Nancy Beal, an arts teacher in primary school, offers some precious pieces of advice to help parents to develop their kids’ creativity.
The materials and the environment
You need to think primarily in terms of art materials. You should teach long-term familiarity with these materials so that the children can master them and use them to express their own life experiences. The goal is to have the children feel so comfortable and confident with these materials that they are willing to use them to speak about their innermost thoughts and feelings. Keep each art material separate, so that it can be clearly understood. A clarity of presentation frees the children to work creatively
You need to create a working environment, an accepting atmosphere in which the children can feel safe, comfortable, and emotionally secure. That will help their art experience to be exploratory, to be unthreatening and fun.
What to teach
Six basic art areas: collage, painting, clay, drawing, printmaking, and construction can be learnt to young children. For each of these, you can order materials that are satisfying to the eye and stimulating to the touch. You should first begin with an open-ended exploration of the materials. This exploration in the beginning might be much more important than seeking any specific results.

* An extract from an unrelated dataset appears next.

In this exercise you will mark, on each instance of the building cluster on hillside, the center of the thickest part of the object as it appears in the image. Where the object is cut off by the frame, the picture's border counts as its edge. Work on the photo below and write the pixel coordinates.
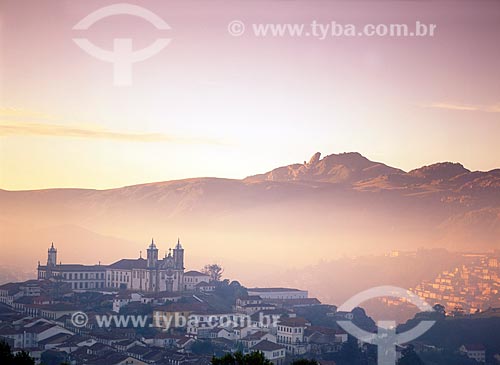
(472, 287)
(38, 316)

In the beginning, you can introduce collage, paint, clay, and pencil drawing. And later, you may add printing and construction. When you feel the children have really had it with one material and are ready to move on, however, try to extend each material as long as possible to give the kids a chance to truly explore it in depth. Their investigations may require many weeks, months, and even years. This approach produces a rich, personal art, an expression of something the children have explored deeply and to which they have applied their newly acquired skills.
Don’t think about how you want things to look and stop trying to march the kids step-by-step towardsthat end. You should be interested in the process itself and in having the child connect with it in a personal way. Let each one work at his or her own pace.
Try to intervene as little as possible, while setting clearly defined limits as to what use of materials.
How to observe the work
It’s important that a grown-up not project his or her own ideas onto the work. Asking a five- or six-year-old what his painting or drawing represents can be confusing. The painting or drawing may have one image along with many additional shapes and lines, added for the purposes of design. You have to understand the child’s aims and can accomplish this by paying close attention to what is happening.